After a while, Naomi sat up and wiped her face. ‘When they called my name, I couldn’t do it. I couldn’t even walk through the door. I got up, went home and told my parents.’
‘And then John?’
Naomi nodded. ‘And he was incredible. He made it sound like we could do it. We could have the baby and make a go of things together. So we did.’ She paused. ‘You know at the class, when Sally said we should sing or read to the babies? That they might recognise our voices when they were born?’
Jenny wasn’t sure why they were talking about this. ‘Yes, I remember.’
Naomi’s voice dropped to a whisper. ‘She would have heard. Daisy would have heard what I was doing. What I was… planning on doing.’
‘Oh, Naomi.’
Naomi started to cry again. ‘I’m not sure how I will ever make it up to her. Every time I look at Daisy I think… I think that…’ She put her head back on Jenny’s shoulder. ‘You won’t tell anyone, will you, Jenny? Please don’t tell anyone.’
‘Of course I won’t.’ The only person Jenny was due to see in the next few days was Ruth, and she certainly wouldn’t be regaling her with Naomi’s story.
Naomi the super-mother. It made a lot of sense now.
* * *
Ruth was due at ten. Jenny would rather have met her at a café, which wouldn’t involve tidying up, but Ruth had wanted to talk to her where no one else would be able to overhear them.
That morning, Henry had been an absolute angel, not waking up until almost seven o’clock. A full eight hours’ sleep! Now he lay on a mat, kicking his feet at the slightly sinister-looking animals dangling from his play gym. The dirty plates from last night’s dinner and the pile of laundry that needed to be sorted could
wait. Time to open the laptop and work on the blog.
The disastrous night out with Lucy had confirmed it. Jenny didn’t want her ‘Girl About Town’ job back any time soon – if ever. She had hated watching Lucy schmooze her way around that club, but she didn’t want to be the one doing it in her place. It had been horrible. And exhausting.
However, Eva’s non-committal attitude about whether the blog would transfer to the magazine was speaking volumes. ‘Mildly funny’ were the words she had used; words that were fairly damning in Eva’s high-octane world. Jenny knew that there was something missing. It had been easy before, as someone always did something crazy or stupid: disappearing with the waiter at a new restaurant, or losing their shoes at a nightclub. It was more difficult to find something humorous when all you were doing was drinking tea and singing nursery rhymes.

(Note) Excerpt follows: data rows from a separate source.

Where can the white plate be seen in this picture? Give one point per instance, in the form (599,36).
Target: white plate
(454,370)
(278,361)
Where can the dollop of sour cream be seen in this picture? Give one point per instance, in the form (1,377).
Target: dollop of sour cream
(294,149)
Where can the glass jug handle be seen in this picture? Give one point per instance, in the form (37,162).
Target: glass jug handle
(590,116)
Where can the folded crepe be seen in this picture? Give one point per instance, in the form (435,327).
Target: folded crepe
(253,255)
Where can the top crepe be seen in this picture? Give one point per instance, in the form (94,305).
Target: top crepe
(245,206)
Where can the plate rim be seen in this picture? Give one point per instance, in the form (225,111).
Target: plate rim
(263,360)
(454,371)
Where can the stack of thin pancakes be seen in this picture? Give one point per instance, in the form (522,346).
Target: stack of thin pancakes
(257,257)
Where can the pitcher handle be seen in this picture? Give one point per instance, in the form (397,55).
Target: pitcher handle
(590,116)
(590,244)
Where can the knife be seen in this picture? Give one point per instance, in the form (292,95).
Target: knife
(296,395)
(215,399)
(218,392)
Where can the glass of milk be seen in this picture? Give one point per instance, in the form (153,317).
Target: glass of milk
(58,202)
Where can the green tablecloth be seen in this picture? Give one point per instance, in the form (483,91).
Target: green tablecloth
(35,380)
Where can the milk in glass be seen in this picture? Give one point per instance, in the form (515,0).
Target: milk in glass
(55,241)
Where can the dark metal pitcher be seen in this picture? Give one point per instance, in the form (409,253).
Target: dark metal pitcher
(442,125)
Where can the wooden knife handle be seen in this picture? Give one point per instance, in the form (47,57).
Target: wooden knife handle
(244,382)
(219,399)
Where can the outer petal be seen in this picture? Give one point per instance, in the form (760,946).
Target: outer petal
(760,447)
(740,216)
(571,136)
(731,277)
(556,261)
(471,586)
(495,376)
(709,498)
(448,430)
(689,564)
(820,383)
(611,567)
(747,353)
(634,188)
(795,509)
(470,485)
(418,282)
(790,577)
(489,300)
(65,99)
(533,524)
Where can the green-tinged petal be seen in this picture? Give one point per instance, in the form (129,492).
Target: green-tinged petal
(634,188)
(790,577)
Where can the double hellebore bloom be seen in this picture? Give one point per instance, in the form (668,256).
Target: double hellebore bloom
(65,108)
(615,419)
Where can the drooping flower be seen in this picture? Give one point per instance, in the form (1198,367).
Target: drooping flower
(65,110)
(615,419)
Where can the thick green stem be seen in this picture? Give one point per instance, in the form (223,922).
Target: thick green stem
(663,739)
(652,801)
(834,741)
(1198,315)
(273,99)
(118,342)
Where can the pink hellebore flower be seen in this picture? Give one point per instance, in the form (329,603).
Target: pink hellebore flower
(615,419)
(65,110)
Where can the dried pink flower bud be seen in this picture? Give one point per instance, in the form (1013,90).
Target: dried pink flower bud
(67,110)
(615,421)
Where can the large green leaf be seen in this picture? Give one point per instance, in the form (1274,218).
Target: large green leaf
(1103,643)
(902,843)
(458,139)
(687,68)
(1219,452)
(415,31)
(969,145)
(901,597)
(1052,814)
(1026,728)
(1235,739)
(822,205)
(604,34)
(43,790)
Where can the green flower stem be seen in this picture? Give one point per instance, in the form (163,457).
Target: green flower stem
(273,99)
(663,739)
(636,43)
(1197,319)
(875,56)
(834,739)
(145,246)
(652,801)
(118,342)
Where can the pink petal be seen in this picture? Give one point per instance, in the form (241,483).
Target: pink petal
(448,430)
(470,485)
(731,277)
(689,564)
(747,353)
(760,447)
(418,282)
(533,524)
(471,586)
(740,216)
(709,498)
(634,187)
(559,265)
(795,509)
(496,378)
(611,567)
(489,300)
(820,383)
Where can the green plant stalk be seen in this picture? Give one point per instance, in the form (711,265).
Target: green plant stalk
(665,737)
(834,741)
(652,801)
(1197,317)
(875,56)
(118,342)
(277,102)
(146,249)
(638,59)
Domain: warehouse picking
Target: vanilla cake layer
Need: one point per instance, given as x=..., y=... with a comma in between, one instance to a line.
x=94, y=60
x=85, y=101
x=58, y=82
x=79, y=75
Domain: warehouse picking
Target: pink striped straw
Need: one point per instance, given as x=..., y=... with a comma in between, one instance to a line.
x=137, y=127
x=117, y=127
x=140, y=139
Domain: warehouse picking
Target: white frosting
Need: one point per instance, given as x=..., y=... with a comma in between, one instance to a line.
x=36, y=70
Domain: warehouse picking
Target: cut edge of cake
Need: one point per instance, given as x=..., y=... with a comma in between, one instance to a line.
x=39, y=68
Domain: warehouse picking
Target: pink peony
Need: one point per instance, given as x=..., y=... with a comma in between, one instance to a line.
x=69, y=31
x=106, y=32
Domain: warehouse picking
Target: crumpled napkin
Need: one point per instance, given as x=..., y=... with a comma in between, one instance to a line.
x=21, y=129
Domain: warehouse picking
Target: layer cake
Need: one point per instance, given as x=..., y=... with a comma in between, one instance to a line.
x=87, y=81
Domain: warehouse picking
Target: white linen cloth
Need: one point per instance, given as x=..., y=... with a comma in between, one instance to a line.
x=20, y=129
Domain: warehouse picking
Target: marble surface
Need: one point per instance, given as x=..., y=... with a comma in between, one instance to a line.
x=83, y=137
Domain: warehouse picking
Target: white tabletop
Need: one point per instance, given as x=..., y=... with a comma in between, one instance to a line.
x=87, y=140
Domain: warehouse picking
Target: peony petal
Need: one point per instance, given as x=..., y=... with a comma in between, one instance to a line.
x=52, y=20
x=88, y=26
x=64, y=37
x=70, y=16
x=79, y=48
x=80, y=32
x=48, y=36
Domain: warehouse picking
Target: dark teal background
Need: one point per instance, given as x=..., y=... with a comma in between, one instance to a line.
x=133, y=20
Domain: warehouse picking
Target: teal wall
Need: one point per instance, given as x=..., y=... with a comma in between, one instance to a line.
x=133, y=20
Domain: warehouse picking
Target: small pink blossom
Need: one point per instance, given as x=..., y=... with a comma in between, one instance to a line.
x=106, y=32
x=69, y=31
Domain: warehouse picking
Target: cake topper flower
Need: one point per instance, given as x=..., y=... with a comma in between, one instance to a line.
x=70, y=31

She began to write in her notepad.
Gail was still not revealing anything about Joe. There had to be a good story there; some reason why they still hadn’t met him, or even seen a photo. Dan’s suggestion that ‘he probably just isn’t interested in us’ didn’t cut it. Even if Gail didn’t want to introduce him to the whole group, surely one of them should have seen him by now?
Next, she wrote ‘Naomi and John’ with a big question mark. A Google search for ‘Babies and your relationship’ uncovered some startling stats. One study showed that a baby increased the risk of divorce by around 37 per cent – even higher if you had a baby within a year of meeting each other. A newly single mother might make for more exciting blog storylines, but Jenny was really hoping that Naomi and John would make it.
Lastly, she wrote Antonia’s name down and drew two arrows to the words ‘Man in café?’ There had been nothing much to suggest there was anything less than innocent about her rendezvous, but Jenny had a hunch that there was more to it than two friends meeting for a drink.
This just left Ruth. Jenny sighed and sat back in her chair. Ruth hadn’t featured in The Undercover Mother so far; it hadn’t felt right. But there were other women who this had happened to, other women who it was going to happen to. Could she somehow put Ruth’s story in there in a way that was sensitive and helpful?